Höhlen-Drama«Wie eine Rettung am Mount Everest»
14 Schweizer Spezialisten sollen die deutschen Retter dabei unterstützen, einen Verletzten aus einer Höhle zu bergen. Sie müssen enorme Strapazen in Kauf nehmen.

Er liegt schwer verletzt in einem Labyrinth in ewiger Dunkelheit: Johann Westhauser (52), ein deutscher Höhlenforscher, ist in der Riesending-Höhle in den Berchtesgadener Alpen gefangen. Er wurde von einem Steinschlag getroffen, wartet nun auf die Retter – aus der Schweiz. Immerhin geht es ihm etwas besser: Der Stuttgarter sei dauerhaft ansprechbar und in der Lage, kurze Zeit zu stehen, wird ein Sprecher der Bergwacht Chiemgau zitiert.

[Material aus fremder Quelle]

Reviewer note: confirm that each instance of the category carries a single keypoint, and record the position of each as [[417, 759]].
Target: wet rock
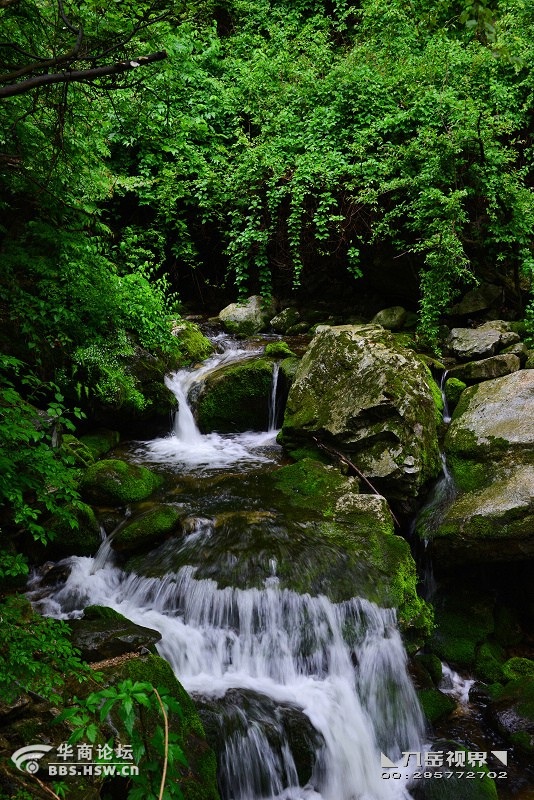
[[147, 530], [453, 390], [247, 318], [472, 343], [478, 299], [243, 713], [488, 368], [492, 524], [83, 540], [392, 319], [376, 402], [286, 319], [512, 713], [106, 636], [116, 482], [236, 397], [100, 441], [435, 704]]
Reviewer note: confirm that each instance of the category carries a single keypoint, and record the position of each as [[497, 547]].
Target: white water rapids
[[342, 666]]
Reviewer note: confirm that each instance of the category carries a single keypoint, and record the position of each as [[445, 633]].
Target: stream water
[[261, 660]]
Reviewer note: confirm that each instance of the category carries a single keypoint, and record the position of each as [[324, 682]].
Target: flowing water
[[335, 670]]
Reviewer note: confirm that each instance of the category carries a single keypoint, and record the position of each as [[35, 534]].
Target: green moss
[[453, 390], [435, 704], [237, 398], [194, 346], [516, 668], [116, 482], [462, 622], [145, 531], [468, 475], [279, 350], [310, 484], [104, 613], [79, 451], [83, 540], [432, 665], [100, 442], [199, 778]]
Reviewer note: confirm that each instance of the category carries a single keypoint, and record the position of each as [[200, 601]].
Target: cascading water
[[340, 666]]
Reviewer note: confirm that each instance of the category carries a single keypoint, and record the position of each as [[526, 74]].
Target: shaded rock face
[[102, 637], [471, 343], [488, 368], [248, 318], [490, 450], [236, 397], [357, 390]]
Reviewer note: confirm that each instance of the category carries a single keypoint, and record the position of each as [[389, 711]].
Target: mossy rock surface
[[198, 779], [104, 637], [247, 318], [194, 346], [147, 530], [236, 398], [83, 540], [435, 704], [115, 482], [101, 441], [512, 713], [279, 350], [462, 623], [322, 536], [357, 390]]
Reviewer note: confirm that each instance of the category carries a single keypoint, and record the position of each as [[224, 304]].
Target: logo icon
[[27, 758]]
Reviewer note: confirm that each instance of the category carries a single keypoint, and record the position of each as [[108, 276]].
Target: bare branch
[[71, 76]]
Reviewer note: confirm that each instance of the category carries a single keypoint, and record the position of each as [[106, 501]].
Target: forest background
[[153, 153]]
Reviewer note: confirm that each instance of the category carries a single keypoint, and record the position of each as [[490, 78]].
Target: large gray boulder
[[472, 343], [490, 451], [248, 317], [358, 391], [488, 368]]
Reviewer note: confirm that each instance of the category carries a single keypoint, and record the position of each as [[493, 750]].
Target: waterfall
[[340, 666], [295, 649], [273, 410], [187, 446], [446, 412]]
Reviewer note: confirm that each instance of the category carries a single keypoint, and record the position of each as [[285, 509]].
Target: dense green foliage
[[280, 142]]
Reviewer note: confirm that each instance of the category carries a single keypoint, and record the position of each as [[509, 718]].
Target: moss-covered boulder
[[147, 530], [463, 622], [491, 524], [247, 318], [194, 346], [286, 319], [512, 713], [99, 442], [116, 482], [198, 778], [487, 368], [357, 390], [99, 636], [236, 397], [392, 318], [66, 540], [435, 704], [318, 535], [242, 713]]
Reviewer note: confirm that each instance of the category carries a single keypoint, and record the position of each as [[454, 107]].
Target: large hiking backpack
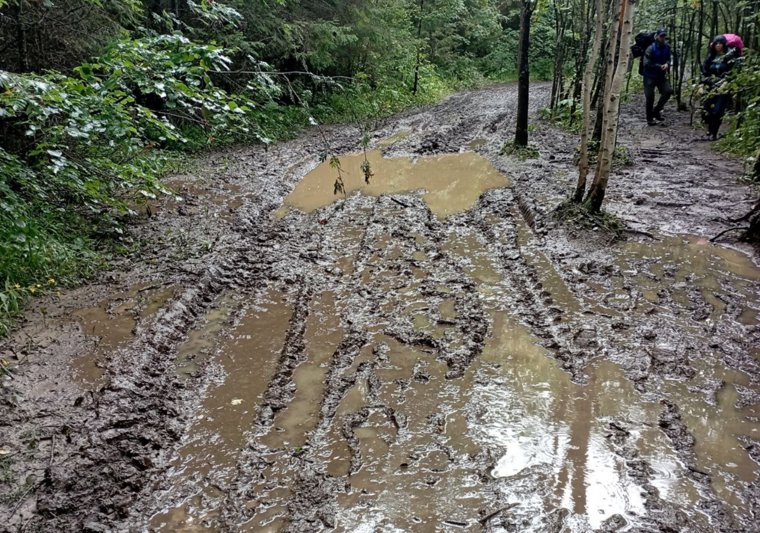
[[734, 41], [641, 42]]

Die Bergwacht Bayern hat die Rettungsorganisation Speleo-Secours Schweiz alarmiert. Diese hat vier Spezialisten losgeschickt, die am Montagabend in die Höhle gestiegen sind. Heute sollen weitere vier Schweizer losgeschickt werden, morgen schließlich weitere sechs Retter, wie Rémy Wenger von Speleo-Secours sagt.
Nur absolute Profis
Westhauser liegt in einer Tiefe von rund 1'000 Metern. Den Weg dorthin schaffen nur absolute Profis. Glitschige Schächte, senkrechte Passagen, Stellen, die laut einem deutschen Höhlenretter nur mit eingezogenem Bauch und angehaltener Luft passiert werden könnten. «Es sind nicht viele, die dafür geeignet sind. Es braucht extrem gute Techniker», sagt Wenger.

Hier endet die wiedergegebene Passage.